Predictive analytics can be applied in many instances by leveraging analytics to “predict” the value of particular data points based on historical data. Capital investment and maintenance budgets are areas where data can have meaningful impacts. Information on the condition of an asset can yield powerful insights and a means to establish a basis for making more informed decisions about the prioritization of repairs or the need for new investments.

“Intelligent devices and data analytics provide unprecedented visibility into ‘what is happening’ on the systems”
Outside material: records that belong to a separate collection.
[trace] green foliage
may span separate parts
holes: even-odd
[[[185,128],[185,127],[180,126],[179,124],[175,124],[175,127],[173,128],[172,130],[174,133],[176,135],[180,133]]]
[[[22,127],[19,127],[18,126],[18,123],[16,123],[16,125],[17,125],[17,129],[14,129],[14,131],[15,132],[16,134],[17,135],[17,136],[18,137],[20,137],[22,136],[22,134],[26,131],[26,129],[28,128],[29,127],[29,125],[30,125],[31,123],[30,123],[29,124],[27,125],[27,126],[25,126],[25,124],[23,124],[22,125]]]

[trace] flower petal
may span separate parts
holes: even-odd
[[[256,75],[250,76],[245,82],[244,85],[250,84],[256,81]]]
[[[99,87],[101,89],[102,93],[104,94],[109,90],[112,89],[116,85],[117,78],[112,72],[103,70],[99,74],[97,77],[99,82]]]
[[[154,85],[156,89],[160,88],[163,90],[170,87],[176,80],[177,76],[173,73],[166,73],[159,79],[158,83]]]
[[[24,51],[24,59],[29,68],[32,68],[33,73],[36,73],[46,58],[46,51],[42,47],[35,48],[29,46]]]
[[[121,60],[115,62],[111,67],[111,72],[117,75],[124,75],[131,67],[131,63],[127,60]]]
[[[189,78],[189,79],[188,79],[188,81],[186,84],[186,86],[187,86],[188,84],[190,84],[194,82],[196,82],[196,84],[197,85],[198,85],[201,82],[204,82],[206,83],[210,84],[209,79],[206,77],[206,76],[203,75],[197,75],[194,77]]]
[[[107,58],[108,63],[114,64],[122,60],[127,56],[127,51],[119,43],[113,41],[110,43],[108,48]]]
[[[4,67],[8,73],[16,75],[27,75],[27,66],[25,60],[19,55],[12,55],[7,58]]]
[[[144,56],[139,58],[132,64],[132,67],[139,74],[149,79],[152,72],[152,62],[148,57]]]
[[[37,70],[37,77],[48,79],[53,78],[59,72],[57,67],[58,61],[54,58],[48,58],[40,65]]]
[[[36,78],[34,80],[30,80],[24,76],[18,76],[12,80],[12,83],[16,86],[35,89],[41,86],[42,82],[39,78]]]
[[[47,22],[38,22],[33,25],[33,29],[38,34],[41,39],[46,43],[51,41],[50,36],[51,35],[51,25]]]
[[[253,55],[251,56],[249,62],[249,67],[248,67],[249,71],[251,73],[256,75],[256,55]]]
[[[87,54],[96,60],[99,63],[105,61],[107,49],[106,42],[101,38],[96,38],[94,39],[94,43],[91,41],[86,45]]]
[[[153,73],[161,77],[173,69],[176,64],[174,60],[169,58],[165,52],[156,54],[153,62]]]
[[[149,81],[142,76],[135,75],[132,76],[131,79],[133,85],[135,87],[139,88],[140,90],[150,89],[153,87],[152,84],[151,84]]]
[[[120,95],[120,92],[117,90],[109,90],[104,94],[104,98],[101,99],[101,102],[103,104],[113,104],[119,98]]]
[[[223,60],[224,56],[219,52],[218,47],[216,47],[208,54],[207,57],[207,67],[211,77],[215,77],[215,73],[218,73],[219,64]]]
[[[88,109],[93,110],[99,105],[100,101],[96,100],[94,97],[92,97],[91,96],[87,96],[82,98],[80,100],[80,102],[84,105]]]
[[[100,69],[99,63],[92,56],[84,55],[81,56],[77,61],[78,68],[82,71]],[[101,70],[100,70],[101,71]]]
For utilities exploring complex planning problems that involve many moving pieces and long time frames, the use of tools to identify and evaluate options or identify alternative actions is a growing area of focus. Tools can vary widely based on the desired application but in general use the cloud to construct and evaluate countless alternatives and then apply math to identify and potentially refine the most interesting options. This is increasingly informing electric utility decision making as they migrate from centralized, conventional generation operations with limited customer engagement to more engaged entities harnessing distributed generation resources.

Through our work in the Critical Human Infrastructure market, Black & Veatch has seen a rise in the impact of Big Data, cloud computing and more integrated networks in managing and optimizing these complex and distributed systems. Water, energy, transportation, public safety/mobility management are all examples of distributed systems subject to the challenges of interconnection. Yet, these relationships indicate a wide array of potential users and a wide array of uses of overall system data–from control to collaboration, from decision support to strategy and planning. Through greater access to data, and the ability to see what is happening on the grand scale, decision-making can be informed and improved.